Let $G$ be a finite group that acts on a set $X$ faithfully and transitively. Additionally we have $|G| > |X| > 1$. Show that there is no $x\in X$ such that its stabilizer is a normal subgroup of $G$.
I managed to show that we always have $e \subsetneq G_x \subsetneq G$, so the stabilizer is never a trivial normal subgroup. But other than that I'm stuck.
On
By transitivity, all the stabilizers are conjugate. If any of them was normal, they would be all equal, hence one, say $H$. But then the kernel (= intersection of all the stabilizers) would be again $H$, which is not trivial because $|H|=\frac{|G|}{|X|}>1$, by assumption. Contradiction.
On
Here's a nonelementary way of proving the statement, using character theory.
Let $x\in X$ and suppose that $G_x\unlhd G$, or equivalently, $\text{Core}_G(G_x)=G_x$. If $G$ acts transitively on $X$ then the induced character $(1_{G_x})^G$ is the permutation character of the action. This is, $$(1_{G_x})^G(g)=|\{x\in X: gx=x\}|, \text{ for each }g\in G.$$ As the action is faithful, the only $g\in G$ such that $gx=x$ for all $x\in X$ is $g=1$. Hence, $\ker(1_{G_x})^G=1$. But, $$1=\ker(1_{G_x})^G=\bigcap_{g\in G}(\ker 1_{G_x})^g=\bigcap_{g\in G}(G_x)^g=\text{Core}_G(G_x)=G_x,$$ which is a contradiction to $1\subsetneq G_x$, as you proved.
On
Here's another approach. As it is mentioned, $1<G_x$, for every $x\in X$. I'll introduced a conjugate of an element in $G_x$, such that this conjugate does not belong to $G_x$.

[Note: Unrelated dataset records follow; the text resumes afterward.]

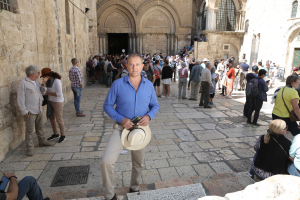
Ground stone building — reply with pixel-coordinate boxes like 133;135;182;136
0;0;98;161
97;0;193;55
240;0;300;75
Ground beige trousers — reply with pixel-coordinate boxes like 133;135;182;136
50;102;65;135
101;124;145;199
191;81;200;100
24;113;46;150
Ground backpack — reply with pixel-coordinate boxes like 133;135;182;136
106;63;112;72
154;65;160;79
98;61;105;72
246;78;259;98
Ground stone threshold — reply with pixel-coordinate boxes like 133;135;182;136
44;173;255;200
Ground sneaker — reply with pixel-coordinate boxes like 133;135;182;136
58;136;66;143
47;134;59;141
76;113;85;117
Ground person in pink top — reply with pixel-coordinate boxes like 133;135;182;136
178;62;189;99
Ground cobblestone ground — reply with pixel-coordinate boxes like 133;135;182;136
0;80;291;199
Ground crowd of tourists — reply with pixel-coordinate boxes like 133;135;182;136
0;47;300;199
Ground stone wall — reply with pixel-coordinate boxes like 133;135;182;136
97;0;193;55
240;0;300;74
0;0;96;161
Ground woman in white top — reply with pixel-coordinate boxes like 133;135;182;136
41;68;66;143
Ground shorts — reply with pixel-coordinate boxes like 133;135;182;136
163;78;171;85
153;78;160;87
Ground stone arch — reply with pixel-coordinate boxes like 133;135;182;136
214;0;243;10
136;0;182;32
138;6;175;33
98;4;136;33
285;22;300;75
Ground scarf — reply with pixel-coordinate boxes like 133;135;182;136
181;67;187;76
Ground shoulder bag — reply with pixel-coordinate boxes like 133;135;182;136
282;87;300;122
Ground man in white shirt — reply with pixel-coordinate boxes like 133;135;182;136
17;65;54;156
217;59;225;90
199;62;214;108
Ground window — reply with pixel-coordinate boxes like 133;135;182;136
65;0;71;34
201;3;206;31
223;44;230;51
217;0;236;31
245;19;249;33
291;1;298;18
0;0;14;12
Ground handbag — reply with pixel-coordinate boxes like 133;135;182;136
221;75;227;87
281;87;300;122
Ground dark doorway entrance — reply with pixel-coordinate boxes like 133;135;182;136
107;33;129;54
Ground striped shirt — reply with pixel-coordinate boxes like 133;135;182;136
69;66;82;87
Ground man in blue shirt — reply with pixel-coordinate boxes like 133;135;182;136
247;69;269;126
101;54;159;200
189;59;203;101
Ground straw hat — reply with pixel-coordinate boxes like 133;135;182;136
121;126;151;150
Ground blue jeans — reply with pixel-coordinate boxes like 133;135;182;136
72;87;82;114
287;163;300;176
17;176;43;200
249;152;257;176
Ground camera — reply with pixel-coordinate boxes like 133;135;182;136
0;176;9;193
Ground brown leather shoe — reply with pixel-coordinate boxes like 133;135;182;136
27;149;33;156
40;141;55;147
111;194;118;200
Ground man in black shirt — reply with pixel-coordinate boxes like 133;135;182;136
188;58;195;90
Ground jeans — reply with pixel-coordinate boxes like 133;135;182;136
244;95;251;117
17;176;43;200
199;81;210;106
106;72;111;87
102;71;106;85
178;78;187;98
287;163;300;176
72;87;82;114
272;114;300;136
247;98;264;124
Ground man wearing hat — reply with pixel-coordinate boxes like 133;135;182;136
201;58;209;69
189;59;203;101
17;65;54;156
101;53;159;200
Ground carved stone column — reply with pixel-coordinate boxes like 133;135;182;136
98;33;106;55
129;33;133;53
173;34;178;54
132;33;136;53
136;33;145;53
235;11;241;31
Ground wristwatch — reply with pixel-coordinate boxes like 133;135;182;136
9;176;18;180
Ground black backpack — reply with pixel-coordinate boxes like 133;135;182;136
106;63;112;72
246;78;259;98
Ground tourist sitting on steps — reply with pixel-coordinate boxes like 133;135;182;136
249;119;291;180
0;172;50;200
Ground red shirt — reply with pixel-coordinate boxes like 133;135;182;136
226;67;235;79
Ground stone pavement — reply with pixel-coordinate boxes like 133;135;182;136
0;79;291;199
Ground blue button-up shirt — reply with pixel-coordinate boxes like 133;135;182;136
103;75;159;123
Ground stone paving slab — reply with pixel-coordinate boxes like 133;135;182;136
0;81;293;199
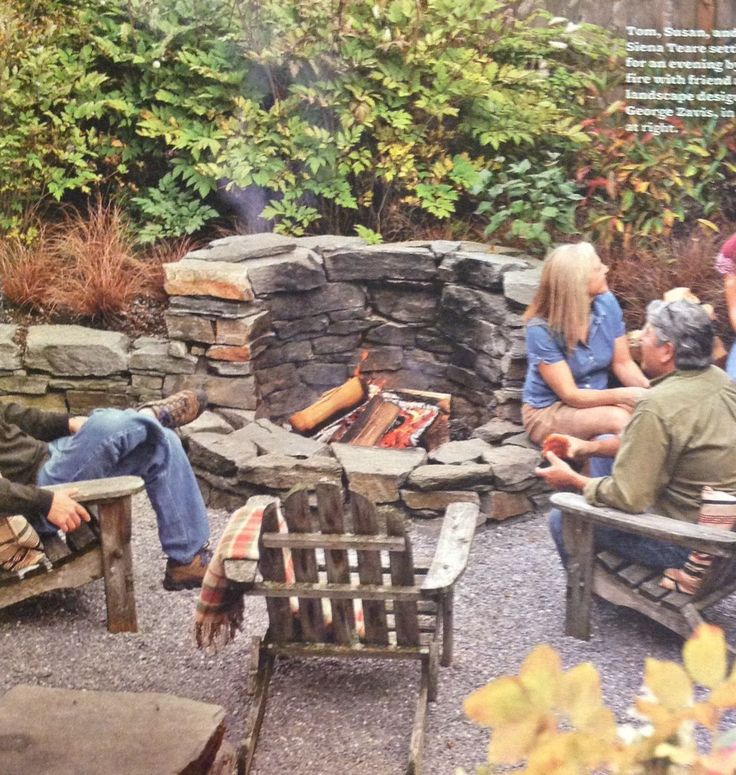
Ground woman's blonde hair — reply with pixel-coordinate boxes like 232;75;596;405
524;242;600;352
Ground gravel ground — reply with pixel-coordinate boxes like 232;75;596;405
0;498;736;775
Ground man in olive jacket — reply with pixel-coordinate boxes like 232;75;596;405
537;301;736;568
0;391;209;590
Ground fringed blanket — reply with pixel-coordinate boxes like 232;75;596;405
659;487;736;595
194;495;365;650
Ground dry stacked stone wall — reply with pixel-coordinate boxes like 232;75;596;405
0;234;540;518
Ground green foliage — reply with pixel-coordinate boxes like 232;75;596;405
473;152;583;255
465;624;736;775
577;104;736;245
0;0;613;240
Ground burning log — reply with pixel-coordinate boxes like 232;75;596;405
340;395;401;447
289;377;367;433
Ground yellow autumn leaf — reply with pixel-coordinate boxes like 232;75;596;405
463;676;533;727
693;702;721;729
708;673;736;708
488;713;545;764
519;643;562;710
559;662;602;727
682;624;728;689
644;657;693;710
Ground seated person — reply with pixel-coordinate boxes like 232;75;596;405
522;242;649;444
537;301;736;570
0;390;210;590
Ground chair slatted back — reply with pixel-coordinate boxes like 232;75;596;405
259;483;420;647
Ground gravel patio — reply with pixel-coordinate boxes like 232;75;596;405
0;497;736;775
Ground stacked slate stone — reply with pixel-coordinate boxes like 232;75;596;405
163;234;538;433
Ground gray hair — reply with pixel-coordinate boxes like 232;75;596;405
647;299;713;371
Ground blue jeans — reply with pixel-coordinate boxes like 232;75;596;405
36;409;209;563
548;442;690;570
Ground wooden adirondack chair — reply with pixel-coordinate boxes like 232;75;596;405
0;476;143;632
551;492;736;640
225;484;478;773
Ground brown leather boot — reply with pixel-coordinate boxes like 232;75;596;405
137;390;207;428
164;546;212;592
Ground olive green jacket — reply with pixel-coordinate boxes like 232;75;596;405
583;366;736;522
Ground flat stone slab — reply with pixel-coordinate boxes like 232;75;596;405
238;419;329;458
25;326;130;377
0;684;225;775
470;417;524;444
406;463;494;490
237;454;342;490
179;409;233;439
483;444;541;492
189;430;258;476
325;245;437;282
401;490;480;511
184;231;297;263
429;439;492;465
164;258;254;301
330;443;427;503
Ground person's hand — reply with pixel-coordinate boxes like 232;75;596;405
46;489;89;533
615;387;649;409
69;416;87;433
534;452;586;490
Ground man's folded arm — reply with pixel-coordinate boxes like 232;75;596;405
0;479;54;522
583;408;671;513
0;403;69;441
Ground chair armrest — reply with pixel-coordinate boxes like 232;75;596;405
421;501;480;593
550;492;736;557
41;476;145;503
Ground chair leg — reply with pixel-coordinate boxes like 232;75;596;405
406;658;431;775
440;589;455;667
99;496;138;632
238;637;274;775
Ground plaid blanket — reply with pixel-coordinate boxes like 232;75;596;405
194;495;294;649
194;495;365;650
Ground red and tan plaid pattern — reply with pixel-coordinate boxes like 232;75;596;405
659;487;736;595
194;495;294;648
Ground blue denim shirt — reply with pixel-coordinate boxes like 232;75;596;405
523;291;626;409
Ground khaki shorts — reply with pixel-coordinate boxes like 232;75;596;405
521;401;600;447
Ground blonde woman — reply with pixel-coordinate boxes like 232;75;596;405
522;242;649;444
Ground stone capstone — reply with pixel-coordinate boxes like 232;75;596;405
184;232;297;263
406;463;494;490
130;339;197;374
325;245;437;282
163;258;253;301
25;325;130;377
330;443;427;503
0;324;22;371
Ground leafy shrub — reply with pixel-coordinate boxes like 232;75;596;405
465;624;736;775
473;152;583;255
576;103;736;248
0;0;612;241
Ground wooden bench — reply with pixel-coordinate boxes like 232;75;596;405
225;484;478;773
551;492;736;640
0;476;143;632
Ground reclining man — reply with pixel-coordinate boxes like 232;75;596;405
537;301;736;569
0;390;210;590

Let $1\ne h\in G_x$. As the action is faithful there exists $y\in X$, such that $hy\ne y$, and also there exists $g\in G$ such that $gx=y$ (which implies $g^{-1}y=x$), since the action is transitive. Now we can see that $$(g^{-1}hg)x=g^{-1}hy\ne g^{-1}y=x$$.
Assume there is $x \in X$ such that $G_x \triangleleft G$. Then for any $g \in G$, $g G_x g^{-1} = G_x$. That is, for any $h \in G_x$ $$ ghg^{-1} x = x $$ This implies that $h$ stablizes $g^{-1}x$. Since $g$ and $h$ are arbitrary, $G_x$ stablizes every element in $G \cdot x$. The transitivity implies that $G \cdot x = X$. So $G_x$ stablizes any $y \in X$. Then the faithfulness implies $G_x = \{e\}$. And you have showed that $G_x = \{e\}$ is impossible.